Peut-on créer son entreprise au Maroc en ligne ?

Une grande partie du parcours est dématérialisée. La réservation de la dénomination auprès de l’OMPIC et le dépôt du dossier auprès du Centre régional d’investissement se font en ligne, sur les plateformes officielles. Restent physiques ou semi-physiques le dépôt du capital en banque, la signature des statuts et certaines formalités locales. Comptez sur une démarche mixte plutôt que sur un parcours entièrement à distance.

Peut-on créer une société au Maroc en habitant en France ?

Oui. La société marocaine peut être détenue et dirigée par un non-résident, avec une domiciliation sur place. Deux points méritent attention : la gestion effective à distance, qui demande un relais de confiance sur place, et la question de la résidence fiscale de la société comme de la vôtre. Faites-vous conseiller des deux côtés avant de monter la structure.

L’auto-entrepreneur paie-t-il la TVA au Maroc ?

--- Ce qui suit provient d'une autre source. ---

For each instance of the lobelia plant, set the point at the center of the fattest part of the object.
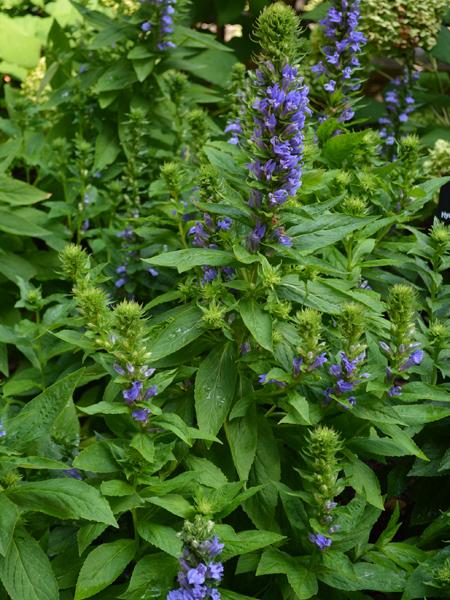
(244, 394)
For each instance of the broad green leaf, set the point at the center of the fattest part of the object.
(26, 572)
(364, 481)
(37, 417)
(102, 566)
(87, 534)
(8, 519)
(214, 388)
(173, 503)
(187, 259)
(302, 580)
(117, 77)
(163, 537)
(241, 542)
(153, 577)
(257, 321)
(242, 436)
(144, 444)
(97, 458)
(183, 330)
(63, 498)
(19, 193)
(16, 223)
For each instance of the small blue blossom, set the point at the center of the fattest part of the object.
(132, 394)
(413, 360)
(321, 541)
(395, 390)
(74, 473)
(152, 391)
(344, 42)
(297, 363)
(141, 415)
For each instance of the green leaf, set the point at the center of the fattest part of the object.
(173, 503)
(340, 148)
(244, 541)
(26, 572)
(102, 566)
(97, 458)
(19, 193)
(257, 321)
(14, 222)
(364, 481)
(242, 436)
(183, 330)
(163, 537)
(153, 574)
(144, 445)
(8, 519)
(214, 388)
(187, 259)
(116, 77)
(63, 498)
(37, 417)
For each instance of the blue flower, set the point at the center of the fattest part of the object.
(344, 386)
(152, 391)
(297, 363)
(321, 541)
(141, 414)
(132, 394)
(340, 60)
(225, 223)
(414, 359)
(318, 361)
(395, 390)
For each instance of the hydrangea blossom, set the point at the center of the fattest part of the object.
(340, 61)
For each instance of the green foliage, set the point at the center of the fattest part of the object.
(164, 378)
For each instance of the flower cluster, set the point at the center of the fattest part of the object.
(399, 104)
(131, 260)
(139, 391)
(311, 354)
(165, 26)
(200, 572)
(322, 484)
(403, 352)
(346, 374)
(344, 43)
(276, 145)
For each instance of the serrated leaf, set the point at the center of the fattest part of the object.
(214, 388)
(25, 572)
(102, 566)
(63, 498)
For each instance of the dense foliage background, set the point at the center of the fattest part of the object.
(224, 319)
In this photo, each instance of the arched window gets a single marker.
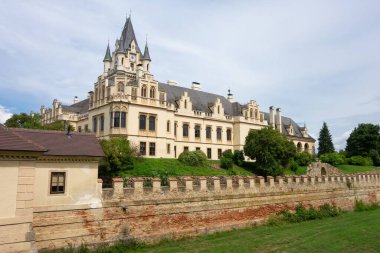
(152, 92)
(142, 122)
(143, 91)
(299, 147)
(120, 87)
(152, 123)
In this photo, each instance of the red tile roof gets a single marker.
(54, 143)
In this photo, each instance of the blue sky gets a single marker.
(317, 60)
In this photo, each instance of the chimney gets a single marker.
(271, 116)
(278, 120)
(172, 82)
(230, 97)
(196, 86)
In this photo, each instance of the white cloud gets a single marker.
(4, 114)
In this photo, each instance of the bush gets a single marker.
(374, 156)
(226, 163)
(238, 157)
(193, 158)
(360, 160)
(303, 158)
(333, 159)
(293, 166)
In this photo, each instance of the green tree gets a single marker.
(272, 151)
(325, 144)
(363, 139)
(24, 120)
(119, 156)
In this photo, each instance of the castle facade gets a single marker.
(165, 119)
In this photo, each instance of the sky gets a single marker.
(316, 60)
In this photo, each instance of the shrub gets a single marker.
(360, 160)
(303, 158)
(238, 157)
(226, 163)
(333, 158)
(374, 156)
(193, 158)
(293, 165)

Le régime de l’auto-entrepreneur est un régime simplifié assorti de plafonds de chiffre d’affaires et d’une liste d’activités éligibles, avec un traitement propre en matière de taxe. Comme ces seuils et ces règles évoluent avec les lois de finances, vérifiez le régime en vigueur auprès de la Direction générale des impôts avant de choisir ce statut.

Combien de temps prend la création d’une société au Maroc ?

Quelques semaines quand le dossier est complet et que les documents étrangers sont déjà traduits et légalisés. Ce sont précisément ces formalités sur les pièces venues de France, traduction assermentée et légalisation, qui allongent le plus souvent les délais. Anticipez-les avant même de réserver la dénomination.